19. Apakah dengan kerja sama mineral kritis artinya Indonesia mengekspor mineral
kritis mentah ke AS?
Jawaban:

▪ Tidak. Indonesia tidak membuka ekspor bahan mineral kritis dalam bentuk
mentah ke Amerika Serikat. Pemerintah tidak melonggarkan larangan ekspor
bahan mentah dengan adanya kesepakatan ini.

▪ Perjanjian ART justru mendorong perusahaan AS untuk bekerja sama dengan
perusahaan Indonesia dalam implementasi kebijakan hilirisasi serta
pengembangan industri pengolahan untuk mineral kritis dan rare earths.
Perusahaan AS dapat melakukan penambangan dan pengolahan di dalam negeri,
untuk kemudian komoditas yang sudah diproses tersebut dapat diekspor sama
seperti praktik bisnis yang saat ini berlaku dan sesuai dengan ketentuan yang ada.

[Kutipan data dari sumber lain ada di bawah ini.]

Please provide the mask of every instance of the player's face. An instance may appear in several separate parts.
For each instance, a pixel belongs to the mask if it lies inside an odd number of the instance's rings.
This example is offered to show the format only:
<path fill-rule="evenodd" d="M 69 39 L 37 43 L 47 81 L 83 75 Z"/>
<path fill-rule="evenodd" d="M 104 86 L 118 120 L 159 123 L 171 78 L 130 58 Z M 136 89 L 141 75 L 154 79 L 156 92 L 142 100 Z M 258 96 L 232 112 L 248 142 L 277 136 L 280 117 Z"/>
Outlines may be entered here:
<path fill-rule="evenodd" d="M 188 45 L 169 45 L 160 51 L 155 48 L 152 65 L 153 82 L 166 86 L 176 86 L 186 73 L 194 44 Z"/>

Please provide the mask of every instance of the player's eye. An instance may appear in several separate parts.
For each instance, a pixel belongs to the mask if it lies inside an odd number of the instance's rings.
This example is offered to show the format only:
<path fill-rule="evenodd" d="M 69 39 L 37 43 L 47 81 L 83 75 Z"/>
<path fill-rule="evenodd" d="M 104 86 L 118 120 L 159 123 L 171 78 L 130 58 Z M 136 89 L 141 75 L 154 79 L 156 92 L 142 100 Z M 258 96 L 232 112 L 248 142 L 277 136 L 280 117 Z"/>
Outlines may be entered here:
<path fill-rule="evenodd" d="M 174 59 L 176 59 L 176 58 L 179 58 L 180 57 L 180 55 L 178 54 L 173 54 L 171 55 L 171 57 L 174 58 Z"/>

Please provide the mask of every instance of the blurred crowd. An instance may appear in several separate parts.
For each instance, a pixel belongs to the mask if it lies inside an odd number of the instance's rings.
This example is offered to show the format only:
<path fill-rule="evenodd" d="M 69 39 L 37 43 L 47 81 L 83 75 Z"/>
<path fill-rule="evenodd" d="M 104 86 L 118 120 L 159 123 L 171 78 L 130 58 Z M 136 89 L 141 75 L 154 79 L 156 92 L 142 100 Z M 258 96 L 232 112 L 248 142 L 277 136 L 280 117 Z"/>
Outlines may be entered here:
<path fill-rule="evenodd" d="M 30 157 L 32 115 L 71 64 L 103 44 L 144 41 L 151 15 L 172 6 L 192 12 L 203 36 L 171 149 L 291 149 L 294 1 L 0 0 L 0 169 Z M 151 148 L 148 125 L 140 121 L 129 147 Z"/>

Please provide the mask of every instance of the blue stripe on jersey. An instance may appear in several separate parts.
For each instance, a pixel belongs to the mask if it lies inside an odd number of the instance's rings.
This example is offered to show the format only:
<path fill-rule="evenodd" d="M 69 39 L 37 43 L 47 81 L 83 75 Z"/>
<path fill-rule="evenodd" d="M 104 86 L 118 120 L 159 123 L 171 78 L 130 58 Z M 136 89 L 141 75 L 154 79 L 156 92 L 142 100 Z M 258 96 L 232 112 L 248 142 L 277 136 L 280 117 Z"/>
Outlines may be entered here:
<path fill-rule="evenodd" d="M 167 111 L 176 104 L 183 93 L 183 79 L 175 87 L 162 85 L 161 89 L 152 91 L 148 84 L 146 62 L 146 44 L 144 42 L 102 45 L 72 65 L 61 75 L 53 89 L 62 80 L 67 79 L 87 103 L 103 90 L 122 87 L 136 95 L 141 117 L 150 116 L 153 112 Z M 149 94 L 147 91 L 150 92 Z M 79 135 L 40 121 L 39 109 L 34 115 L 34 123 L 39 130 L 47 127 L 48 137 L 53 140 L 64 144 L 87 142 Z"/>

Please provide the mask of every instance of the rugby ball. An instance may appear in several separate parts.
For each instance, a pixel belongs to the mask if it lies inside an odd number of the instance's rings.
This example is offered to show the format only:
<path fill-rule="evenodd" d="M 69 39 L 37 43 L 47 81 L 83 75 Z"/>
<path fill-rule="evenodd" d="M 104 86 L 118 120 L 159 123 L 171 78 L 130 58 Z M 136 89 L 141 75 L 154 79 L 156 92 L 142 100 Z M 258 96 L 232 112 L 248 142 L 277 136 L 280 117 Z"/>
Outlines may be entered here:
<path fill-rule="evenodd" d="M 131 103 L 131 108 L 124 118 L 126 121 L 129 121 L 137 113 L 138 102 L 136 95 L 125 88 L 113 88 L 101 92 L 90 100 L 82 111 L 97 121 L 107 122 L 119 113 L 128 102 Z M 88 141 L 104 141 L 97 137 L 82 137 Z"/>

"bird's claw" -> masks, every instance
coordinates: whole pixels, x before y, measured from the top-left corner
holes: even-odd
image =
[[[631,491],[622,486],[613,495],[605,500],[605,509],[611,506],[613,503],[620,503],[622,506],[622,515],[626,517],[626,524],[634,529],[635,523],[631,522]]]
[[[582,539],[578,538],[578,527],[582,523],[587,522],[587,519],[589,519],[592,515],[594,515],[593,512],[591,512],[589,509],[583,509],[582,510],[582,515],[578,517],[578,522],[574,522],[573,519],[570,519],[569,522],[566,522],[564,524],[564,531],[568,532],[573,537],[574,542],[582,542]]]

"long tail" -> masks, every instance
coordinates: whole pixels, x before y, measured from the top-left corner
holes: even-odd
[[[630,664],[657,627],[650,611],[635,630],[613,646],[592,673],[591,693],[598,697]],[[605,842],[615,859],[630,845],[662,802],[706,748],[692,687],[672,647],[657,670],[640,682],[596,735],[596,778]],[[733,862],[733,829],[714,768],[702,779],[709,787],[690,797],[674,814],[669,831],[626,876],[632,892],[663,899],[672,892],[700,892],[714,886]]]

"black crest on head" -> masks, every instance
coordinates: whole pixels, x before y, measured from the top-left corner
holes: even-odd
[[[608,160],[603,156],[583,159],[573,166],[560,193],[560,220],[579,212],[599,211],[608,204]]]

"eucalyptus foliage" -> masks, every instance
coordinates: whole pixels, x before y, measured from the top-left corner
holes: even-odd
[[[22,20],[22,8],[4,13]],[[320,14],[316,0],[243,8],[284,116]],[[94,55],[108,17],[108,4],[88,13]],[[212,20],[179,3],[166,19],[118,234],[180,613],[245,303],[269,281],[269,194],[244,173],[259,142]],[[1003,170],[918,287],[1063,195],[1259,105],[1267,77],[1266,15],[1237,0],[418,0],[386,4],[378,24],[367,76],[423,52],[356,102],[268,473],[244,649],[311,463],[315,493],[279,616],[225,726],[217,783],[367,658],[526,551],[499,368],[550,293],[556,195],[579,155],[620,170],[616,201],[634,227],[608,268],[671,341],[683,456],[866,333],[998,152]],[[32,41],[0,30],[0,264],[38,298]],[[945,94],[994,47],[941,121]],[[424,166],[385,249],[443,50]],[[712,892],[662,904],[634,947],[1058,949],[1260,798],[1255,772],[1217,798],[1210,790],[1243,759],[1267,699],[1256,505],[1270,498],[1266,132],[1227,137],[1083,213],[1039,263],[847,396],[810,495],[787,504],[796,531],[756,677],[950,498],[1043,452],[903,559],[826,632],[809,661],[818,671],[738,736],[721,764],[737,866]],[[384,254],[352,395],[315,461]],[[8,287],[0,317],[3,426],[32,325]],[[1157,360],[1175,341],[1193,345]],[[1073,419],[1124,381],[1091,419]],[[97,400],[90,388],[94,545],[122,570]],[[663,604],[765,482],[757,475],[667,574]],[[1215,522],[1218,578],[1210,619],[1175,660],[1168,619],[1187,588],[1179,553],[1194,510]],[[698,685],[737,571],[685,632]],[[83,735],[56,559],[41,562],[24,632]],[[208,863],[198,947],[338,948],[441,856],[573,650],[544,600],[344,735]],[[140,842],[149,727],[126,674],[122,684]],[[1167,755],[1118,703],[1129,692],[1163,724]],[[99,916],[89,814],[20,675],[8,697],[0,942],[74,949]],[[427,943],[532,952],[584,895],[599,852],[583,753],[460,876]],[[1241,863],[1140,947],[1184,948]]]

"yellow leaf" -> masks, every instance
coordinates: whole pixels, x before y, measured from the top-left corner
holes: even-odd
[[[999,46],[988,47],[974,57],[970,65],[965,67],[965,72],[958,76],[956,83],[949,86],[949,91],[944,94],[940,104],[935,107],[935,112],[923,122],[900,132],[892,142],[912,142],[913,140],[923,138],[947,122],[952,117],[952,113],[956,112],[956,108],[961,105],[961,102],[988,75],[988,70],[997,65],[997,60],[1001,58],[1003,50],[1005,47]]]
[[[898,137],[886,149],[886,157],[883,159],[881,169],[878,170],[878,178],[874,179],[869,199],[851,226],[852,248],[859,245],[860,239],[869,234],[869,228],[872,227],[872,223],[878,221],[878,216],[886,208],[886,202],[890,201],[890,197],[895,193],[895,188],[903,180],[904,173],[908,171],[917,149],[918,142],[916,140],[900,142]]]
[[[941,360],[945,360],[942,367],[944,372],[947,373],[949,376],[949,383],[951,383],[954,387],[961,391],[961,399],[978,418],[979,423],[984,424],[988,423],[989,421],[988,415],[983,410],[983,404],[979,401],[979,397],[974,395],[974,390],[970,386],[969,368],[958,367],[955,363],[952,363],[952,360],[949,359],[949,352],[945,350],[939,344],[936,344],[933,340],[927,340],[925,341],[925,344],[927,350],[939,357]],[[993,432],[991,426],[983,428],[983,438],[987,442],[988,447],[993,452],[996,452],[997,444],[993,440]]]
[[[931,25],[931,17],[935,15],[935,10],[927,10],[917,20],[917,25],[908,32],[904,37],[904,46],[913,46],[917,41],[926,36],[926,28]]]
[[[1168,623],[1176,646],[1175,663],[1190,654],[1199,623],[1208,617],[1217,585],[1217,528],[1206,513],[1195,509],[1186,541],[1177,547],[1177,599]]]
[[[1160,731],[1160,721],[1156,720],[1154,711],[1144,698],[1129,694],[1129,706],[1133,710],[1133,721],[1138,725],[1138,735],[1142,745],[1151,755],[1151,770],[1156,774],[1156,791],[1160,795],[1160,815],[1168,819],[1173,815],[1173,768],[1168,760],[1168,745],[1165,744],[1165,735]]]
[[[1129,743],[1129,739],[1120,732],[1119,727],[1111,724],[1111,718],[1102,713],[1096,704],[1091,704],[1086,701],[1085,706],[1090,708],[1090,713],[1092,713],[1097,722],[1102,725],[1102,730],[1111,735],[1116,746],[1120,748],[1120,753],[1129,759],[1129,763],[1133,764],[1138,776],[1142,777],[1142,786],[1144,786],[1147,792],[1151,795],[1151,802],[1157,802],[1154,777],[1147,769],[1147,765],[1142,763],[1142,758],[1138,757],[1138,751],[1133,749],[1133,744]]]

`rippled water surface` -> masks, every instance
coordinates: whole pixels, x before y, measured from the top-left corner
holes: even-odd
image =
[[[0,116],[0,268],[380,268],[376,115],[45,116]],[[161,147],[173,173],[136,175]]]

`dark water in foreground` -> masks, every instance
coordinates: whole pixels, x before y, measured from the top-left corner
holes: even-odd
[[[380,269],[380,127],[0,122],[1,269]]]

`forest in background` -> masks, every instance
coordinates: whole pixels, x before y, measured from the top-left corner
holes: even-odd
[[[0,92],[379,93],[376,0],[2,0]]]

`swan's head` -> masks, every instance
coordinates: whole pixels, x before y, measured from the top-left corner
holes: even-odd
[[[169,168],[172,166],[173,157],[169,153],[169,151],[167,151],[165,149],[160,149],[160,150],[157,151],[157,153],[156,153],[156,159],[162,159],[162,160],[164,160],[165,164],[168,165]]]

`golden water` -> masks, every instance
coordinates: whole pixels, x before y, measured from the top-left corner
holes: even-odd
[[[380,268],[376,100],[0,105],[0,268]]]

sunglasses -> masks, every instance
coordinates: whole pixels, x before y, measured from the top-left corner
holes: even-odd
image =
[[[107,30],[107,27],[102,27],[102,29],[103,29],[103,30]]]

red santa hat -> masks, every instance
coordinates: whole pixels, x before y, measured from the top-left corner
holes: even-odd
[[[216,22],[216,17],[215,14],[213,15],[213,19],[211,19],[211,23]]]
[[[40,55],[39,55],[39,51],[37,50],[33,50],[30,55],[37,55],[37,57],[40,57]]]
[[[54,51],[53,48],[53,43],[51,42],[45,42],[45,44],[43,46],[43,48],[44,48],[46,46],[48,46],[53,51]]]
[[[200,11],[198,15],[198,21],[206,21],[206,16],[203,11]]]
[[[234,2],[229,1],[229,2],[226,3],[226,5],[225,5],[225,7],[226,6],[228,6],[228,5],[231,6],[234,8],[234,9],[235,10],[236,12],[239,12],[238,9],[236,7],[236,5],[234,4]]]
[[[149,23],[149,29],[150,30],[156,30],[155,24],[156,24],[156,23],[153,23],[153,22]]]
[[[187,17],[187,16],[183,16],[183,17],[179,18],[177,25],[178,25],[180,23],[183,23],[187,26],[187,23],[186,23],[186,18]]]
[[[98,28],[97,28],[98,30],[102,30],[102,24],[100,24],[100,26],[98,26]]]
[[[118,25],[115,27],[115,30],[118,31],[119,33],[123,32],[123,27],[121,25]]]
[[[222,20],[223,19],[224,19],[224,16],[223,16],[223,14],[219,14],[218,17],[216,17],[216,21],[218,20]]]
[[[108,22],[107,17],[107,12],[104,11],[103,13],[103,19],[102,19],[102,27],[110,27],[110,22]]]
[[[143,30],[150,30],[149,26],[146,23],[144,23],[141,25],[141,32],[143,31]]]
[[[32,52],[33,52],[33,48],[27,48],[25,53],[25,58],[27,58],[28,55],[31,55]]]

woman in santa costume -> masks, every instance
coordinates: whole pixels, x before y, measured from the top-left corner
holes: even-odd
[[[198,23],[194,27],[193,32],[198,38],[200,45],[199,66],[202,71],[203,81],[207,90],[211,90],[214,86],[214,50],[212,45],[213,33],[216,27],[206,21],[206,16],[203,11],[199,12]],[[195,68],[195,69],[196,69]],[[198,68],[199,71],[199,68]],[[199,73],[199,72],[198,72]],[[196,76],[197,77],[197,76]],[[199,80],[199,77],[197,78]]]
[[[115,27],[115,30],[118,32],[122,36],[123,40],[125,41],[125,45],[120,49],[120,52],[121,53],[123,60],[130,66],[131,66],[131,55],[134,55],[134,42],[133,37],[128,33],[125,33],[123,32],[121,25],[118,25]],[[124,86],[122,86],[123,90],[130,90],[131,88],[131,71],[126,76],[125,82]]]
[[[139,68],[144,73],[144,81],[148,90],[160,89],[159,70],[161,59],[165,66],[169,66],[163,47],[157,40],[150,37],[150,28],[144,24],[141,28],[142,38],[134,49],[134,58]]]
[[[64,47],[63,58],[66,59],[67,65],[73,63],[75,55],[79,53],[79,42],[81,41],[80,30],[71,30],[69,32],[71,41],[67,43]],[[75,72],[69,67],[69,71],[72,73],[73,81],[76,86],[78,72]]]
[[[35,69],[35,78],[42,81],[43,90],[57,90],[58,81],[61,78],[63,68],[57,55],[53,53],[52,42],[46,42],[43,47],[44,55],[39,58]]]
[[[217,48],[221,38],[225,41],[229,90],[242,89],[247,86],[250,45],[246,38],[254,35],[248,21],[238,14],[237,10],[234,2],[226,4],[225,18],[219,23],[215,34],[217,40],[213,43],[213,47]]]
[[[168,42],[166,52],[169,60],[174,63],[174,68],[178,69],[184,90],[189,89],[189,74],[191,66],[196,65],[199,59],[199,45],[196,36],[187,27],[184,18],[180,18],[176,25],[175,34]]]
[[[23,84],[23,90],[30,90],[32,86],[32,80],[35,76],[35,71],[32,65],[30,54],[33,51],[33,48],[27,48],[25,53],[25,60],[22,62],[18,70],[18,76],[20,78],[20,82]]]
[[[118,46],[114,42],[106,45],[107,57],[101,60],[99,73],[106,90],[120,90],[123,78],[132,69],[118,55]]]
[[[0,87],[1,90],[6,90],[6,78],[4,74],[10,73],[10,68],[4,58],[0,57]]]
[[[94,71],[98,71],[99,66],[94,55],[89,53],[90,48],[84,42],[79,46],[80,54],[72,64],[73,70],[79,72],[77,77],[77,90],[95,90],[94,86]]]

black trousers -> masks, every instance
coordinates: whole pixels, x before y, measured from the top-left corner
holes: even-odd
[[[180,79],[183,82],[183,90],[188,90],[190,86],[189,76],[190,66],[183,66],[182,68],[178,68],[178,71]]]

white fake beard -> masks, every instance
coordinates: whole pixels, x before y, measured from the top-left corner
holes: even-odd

20. Apakah Indonesia setuju tidak mewajibkan Perusahaan Platform Digital (PPD)
AS untuk bekerja sama dengan perusahaan pers?
Jawaban:

▪ Namun, kewajiban PPD untuk bekerja sama dengan perusahaan pers tetap
dimungkinkan melalui bentuk kerja sama lain yang disepakati sesuai amanat pasal

7 ayat (3) huruf d.

▪ Mekanisme voluntary agreement juga dapat menjadi opsi skema kerja sama
antara PPD AS dengan perusahaan pers.

Kesepakatan Komersial

21. Apa saja kesepakatan komersial yang dicapai dalam ART ini?
Jawaban:

▪ Sebagai upaya menyeimbangkan perdagangan dan memastikan suplai
produk esensial yang dibutuhkan Indonesia dari AS, maka tertuang beberapa
kesepakatan komersial dalam ART, antara lain:
- Pembelian produk energi (LPG, minyak mentah & gasoline) senilai USD15
miliar
- Pembelian pesawat terbang komersial dan komponen pesawat senilai
USD13,5 miliar
- Pembelian produk pertanian (kapas, kedelai, bungkil kedelai, gandum, dan
jagung) senilai USD4,5 miliar
Pembahasan hanya terkait Perdagangan dan Investasi

22.Apakah kesepakatan dalam ART juga membahas terkait dengan masalah
keamanan dan terkait Laut China Selatan?
Jawaban:

▪ ART hanya membahas kesepakatan yang terkait dengan perdagangan dan
investasi, dan tidak membahas kesepakatan yang terkait dengan permasalahan
non-ekonomi seperti masalah pertahanan dan keamanan
▪ ART juga mengeluarkan pembahasan yang terkait dengan national-security,
dan mengeluarkan pembahasan tentang border-security.